The Blue Carboy

JHCadmin

The Blue Carboy

In 2011 my participation in the Hardcastle & McCormick fan forum on Yahoo led to me teaming up with a writer there whom I admired, and we began producing fan fiction for the BBC television series Sherlock, which starred Benedict Cumberbatch as the detective and Martin Freeman as John Watson. We eventually posted nine co-credited Sherlock stories on www.fanfiction.net and Archive of Our Own (AO3), most of which followed the template established in the televised series of loosely adapting Arthur Conan Doyle “canon” stories to the modern day. The very successful division of labor (for all but the first story we posted, which I haven’t included here) was that my co-author conceived the main plot ideas and I’d execute them. This was our take on The Blue Carbuncle, one of my favorite canon stories.

About the Book

Arthur Hampton, a tall, burly man in his early 40’s, strong and fit-looking with greying hair and a habitually cheerful expression, jogged up the steps of his club in Grosvenor Square. “Afternoon,” he called to the concierge at the reception desk. “I had a text saying there’s some mail for me.”

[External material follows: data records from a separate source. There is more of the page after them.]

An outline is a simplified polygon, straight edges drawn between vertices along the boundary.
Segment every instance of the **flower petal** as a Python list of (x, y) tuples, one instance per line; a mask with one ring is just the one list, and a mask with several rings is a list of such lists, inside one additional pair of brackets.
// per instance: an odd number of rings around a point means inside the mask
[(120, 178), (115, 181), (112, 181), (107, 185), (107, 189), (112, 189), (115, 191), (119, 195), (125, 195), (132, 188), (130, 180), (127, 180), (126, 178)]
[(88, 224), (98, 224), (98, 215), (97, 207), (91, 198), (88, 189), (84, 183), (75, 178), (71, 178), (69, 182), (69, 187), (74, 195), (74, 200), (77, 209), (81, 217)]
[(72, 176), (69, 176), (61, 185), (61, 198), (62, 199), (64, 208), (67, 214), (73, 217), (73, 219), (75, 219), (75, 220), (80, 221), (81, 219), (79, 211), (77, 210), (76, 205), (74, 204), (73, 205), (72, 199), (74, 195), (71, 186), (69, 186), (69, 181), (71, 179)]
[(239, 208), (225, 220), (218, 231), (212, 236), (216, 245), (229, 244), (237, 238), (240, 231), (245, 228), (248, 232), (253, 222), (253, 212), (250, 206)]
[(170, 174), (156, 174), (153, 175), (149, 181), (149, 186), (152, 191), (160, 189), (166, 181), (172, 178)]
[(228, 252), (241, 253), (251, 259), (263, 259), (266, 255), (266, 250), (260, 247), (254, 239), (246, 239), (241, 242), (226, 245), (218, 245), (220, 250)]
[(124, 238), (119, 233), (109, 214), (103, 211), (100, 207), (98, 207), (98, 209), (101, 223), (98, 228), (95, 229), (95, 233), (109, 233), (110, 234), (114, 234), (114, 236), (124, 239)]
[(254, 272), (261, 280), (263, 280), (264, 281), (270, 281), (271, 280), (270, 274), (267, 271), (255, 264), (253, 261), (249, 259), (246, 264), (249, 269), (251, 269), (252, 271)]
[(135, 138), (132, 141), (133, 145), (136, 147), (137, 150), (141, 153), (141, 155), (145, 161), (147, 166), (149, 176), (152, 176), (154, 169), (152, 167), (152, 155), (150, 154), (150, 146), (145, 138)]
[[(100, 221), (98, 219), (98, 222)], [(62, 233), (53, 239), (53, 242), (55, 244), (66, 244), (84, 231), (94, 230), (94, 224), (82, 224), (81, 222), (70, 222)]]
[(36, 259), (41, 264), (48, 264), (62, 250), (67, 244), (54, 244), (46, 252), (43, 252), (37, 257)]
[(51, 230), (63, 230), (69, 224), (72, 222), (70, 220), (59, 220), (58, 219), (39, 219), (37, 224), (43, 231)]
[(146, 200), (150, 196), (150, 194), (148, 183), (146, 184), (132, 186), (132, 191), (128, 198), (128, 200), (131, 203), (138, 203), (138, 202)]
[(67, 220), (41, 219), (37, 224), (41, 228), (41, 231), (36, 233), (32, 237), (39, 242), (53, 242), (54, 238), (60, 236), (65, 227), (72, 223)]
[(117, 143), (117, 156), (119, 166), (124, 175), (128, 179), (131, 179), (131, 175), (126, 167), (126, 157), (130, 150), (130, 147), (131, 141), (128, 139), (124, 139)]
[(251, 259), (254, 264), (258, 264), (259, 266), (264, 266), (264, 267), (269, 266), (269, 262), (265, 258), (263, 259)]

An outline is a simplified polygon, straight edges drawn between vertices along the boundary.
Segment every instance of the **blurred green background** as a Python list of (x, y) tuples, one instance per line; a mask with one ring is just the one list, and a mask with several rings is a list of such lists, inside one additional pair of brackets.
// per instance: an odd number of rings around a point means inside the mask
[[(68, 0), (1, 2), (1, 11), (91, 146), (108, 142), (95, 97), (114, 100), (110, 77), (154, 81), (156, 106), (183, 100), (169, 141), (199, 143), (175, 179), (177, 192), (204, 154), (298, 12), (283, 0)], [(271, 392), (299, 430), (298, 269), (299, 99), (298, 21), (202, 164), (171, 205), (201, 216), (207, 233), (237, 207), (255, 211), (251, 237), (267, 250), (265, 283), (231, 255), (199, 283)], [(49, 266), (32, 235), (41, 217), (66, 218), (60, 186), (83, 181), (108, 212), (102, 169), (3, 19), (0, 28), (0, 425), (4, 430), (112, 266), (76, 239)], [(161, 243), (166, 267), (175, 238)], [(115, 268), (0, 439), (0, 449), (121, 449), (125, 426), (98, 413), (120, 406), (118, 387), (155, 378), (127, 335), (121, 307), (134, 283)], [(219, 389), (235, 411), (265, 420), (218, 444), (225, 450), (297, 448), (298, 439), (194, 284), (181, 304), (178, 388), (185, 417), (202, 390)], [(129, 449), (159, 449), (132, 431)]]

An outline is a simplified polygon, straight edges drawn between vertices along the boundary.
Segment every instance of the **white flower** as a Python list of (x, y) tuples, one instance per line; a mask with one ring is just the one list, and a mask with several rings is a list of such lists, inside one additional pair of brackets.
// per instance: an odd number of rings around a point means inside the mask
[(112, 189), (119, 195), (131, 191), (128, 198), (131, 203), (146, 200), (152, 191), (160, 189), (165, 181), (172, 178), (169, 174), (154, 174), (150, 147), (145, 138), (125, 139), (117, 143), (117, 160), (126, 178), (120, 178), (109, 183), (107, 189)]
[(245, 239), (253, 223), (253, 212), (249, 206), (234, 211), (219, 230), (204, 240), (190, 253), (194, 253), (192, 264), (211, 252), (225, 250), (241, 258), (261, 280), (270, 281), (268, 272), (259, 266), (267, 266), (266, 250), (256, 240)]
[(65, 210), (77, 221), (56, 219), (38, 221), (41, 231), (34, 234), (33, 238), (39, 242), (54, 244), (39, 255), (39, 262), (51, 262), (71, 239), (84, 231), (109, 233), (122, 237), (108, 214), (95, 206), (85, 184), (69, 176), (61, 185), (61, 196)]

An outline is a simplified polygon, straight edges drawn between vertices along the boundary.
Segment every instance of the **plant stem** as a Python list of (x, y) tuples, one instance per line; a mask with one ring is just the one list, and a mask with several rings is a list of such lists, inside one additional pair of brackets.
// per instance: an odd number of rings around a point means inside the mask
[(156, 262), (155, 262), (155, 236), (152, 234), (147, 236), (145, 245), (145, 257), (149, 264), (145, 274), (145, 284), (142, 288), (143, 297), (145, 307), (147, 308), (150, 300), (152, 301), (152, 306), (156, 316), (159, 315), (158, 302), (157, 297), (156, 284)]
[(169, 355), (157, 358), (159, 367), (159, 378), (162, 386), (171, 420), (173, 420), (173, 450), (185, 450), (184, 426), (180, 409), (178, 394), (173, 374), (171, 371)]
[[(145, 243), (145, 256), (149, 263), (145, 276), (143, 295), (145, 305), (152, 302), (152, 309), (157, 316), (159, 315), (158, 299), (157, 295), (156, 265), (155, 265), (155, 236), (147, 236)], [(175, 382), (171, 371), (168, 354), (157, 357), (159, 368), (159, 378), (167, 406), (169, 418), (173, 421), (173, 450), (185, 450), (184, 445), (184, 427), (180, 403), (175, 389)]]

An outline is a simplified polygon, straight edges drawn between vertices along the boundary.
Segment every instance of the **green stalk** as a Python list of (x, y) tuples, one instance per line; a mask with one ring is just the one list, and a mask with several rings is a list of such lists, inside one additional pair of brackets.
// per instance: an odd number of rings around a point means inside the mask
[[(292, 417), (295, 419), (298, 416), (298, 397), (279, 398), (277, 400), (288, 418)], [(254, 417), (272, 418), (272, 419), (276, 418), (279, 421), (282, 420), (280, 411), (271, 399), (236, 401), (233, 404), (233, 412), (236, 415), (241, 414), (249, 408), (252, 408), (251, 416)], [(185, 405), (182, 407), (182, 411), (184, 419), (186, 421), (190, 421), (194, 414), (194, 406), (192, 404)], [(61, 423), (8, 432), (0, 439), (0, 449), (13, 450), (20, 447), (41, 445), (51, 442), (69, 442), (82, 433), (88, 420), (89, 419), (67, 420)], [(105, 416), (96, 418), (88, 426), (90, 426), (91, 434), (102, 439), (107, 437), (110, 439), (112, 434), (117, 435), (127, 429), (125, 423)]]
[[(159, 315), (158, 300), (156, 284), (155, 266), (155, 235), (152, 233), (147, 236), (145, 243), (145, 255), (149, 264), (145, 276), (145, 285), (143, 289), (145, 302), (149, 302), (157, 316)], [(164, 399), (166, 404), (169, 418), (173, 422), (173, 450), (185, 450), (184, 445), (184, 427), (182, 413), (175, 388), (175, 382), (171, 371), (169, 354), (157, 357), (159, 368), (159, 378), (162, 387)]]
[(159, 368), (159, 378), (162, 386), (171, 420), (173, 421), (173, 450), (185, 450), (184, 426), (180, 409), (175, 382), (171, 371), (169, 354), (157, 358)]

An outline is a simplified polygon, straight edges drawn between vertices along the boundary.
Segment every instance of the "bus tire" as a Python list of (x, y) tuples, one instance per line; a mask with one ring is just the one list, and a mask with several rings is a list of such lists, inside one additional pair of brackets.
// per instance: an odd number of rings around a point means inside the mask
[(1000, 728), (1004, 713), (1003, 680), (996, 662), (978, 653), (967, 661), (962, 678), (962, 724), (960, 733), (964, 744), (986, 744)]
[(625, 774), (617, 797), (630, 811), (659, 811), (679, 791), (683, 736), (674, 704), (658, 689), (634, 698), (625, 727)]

“Major Hampton,” the concierge said, looking pleased. “Welcome, sir. Yes, sir. We’ve been holding a package for you, and here’s your post.” The concierge, whose name was Jameson, reached into a numbered pigeonhole mail slot behind the reception desk and passed a large manila envelope to Hampton.

“Thanks, Jimmy,” said Hampton, opening the envelope and glancing at the mail inside. Jameson disappeared into the offices behind the reception desk and returned struggling with a heavy wooden case. As he wrestled it to the desk one of the plastic straps that secured the lid parted with a twang.

Hampton looked up from his mail. “Oh, sorry, let me give you a hand with that,” he said. He hefted the case easily. “This month’s Carboy Club,” he explained.  “Just in time for the holidays.  Wonder what they’ve sent this time.  It’s pot luck, you know,” he added.

“Yes, sir,” said Jameson.  “We have several other members who subscribe.  Will you be staying for dinner tonight?”

“Love to, Jimmy, but there’s no time,” Hampton said.  “I want to fit in a visit to an old friend of mine before I head home, and we’ll have some catching up to do.“  He tucked the case under his arm, trotted back outside and hailed a cab as he stepped onto the pavement. “Baker Street,” he said, climbing in.  “221 Baker Street.”

*

John answered the door and his face broke into a delighted grin.  “Hamp!” he cried.

“Watson the Lionhearted,” Hampton said boisterously, putting out his hand. In the other he held a large, cobalt-coloured bottle of alcohol.

John took his hand in both of his and they shook warmly. “Come in, come in,“ he said, ushering his old friend inside and clapping him on the back.  “Come on up.  Let me take your coat.  What brings you to London?  Are Lizzie and Amy with you?  How are they?”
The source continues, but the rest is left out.